Dein breit und krauſes Laub gleicht einer Zungen,
Und ſpricht, mehr als man meint, zu ihres Schoͤpffers
Ehre.
Er wird im ſanften Thon durch ſie beſungen.
Mich deucht, daß es mein Geiſt, durchs Auge deutlich hoͤre,
Wie ihre Zierlichkeit, Geſtalt, Krafft, Farb und Pracht
Von Deſſen Weisheit, Lieb’ und Macht,
Der ſie aus nichts hervor gebracht,
Jn ſanfter Harmonie erklinge,
Und, Jhm zum wahren Ruhm, ein ſuͤſſes Lob-Lied ſinge.

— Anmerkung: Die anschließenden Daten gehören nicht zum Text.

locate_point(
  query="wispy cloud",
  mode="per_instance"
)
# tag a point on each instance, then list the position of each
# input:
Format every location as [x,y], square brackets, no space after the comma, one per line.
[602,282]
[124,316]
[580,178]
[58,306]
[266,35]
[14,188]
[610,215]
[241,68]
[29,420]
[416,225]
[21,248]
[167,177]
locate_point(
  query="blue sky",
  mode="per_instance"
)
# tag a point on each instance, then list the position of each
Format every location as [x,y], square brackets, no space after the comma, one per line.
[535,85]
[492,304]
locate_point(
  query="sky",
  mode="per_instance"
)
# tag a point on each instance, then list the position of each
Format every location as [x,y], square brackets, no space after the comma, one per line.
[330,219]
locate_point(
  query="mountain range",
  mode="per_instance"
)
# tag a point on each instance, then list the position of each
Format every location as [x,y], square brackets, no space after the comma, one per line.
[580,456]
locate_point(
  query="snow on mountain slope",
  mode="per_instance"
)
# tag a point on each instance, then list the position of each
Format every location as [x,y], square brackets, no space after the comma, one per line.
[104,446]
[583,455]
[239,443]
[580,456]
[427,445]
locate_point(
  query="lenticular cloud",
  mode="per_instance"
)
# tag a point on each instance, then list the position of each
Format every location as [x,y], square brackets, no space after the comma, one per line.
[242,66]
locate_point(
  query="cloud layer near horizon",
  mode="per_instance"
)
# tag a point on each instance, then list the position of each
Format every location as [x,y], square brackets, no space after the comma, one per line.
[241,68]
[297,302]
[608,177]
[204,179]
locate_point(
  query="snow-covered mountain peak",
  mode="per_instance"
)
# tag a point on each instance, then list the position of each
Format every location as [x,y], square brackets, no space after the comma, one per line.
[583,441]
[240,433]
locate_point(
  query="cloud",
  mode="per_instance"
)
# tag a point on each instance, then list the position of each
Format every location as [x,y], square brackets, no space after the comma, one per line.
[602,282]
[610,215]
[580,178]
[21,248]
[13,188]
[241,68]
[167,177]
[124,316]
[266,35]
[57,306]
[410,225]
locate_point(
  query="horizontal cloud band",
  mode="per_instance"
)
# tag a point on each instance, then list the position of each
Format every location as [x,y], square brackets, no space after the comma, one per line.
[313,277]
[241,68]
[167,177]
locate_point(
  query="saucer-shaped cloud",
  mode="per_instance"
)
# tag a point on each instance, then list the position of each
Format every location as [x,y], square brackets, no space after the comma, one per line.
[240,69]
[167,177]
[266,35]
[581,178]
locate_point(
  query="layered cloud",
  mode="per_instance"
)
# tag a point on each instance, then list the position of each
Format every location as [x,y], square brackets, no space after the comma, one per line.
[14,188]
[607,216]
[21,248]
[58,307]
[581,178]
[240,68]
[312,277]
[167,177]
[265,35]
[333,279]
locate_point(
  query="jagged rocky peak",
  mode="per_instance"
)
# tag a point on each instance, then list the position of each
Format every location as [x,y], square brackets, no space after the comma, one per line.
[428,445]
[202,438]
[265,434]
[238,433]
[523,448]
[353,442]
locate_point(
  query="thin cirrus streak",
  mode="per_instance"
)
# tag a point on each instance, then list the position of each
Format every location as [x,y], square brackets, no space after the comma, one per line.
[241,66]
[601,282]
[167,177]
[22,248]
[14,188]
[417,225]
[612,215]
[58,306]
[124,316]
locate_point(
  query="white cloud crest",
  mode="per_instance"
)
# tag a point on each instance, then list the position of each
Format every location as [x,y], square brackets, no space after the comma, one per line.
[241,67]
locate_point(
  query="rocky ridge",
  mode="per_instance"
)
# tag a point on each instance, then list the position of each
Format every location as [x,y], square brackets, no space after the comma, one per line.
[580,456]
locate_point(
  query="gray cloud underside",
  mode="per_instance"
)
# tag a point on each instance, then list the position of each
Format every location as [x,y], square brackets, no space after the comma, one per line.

Was ſeh’ ich, liebſte Bluhm’, in dir
Fuͤr eine neue Zier?
Die wehrt, daß wir darauf ſo Geiſt als Blicke lencken,
Daß wir die Mannigfaltigkeit,
Und in den Bildungen die Meng’ und Unterſcheid
Der ſpielenden Natur bedencken,
Als worin ein Geheimniß liegt.
Es ſcheint dieß Bluͤhmchen nicht vergnuͤgt,
Nur einzeln GOttes Macht zu zeigen;
Sie laͤſſt, zu ihres Schoͤpffers Preiſe,
Auf eine wunderbare Weiſe,
Aus einer ieden Bluhm’ ein’ andre Bluhme ſteigen.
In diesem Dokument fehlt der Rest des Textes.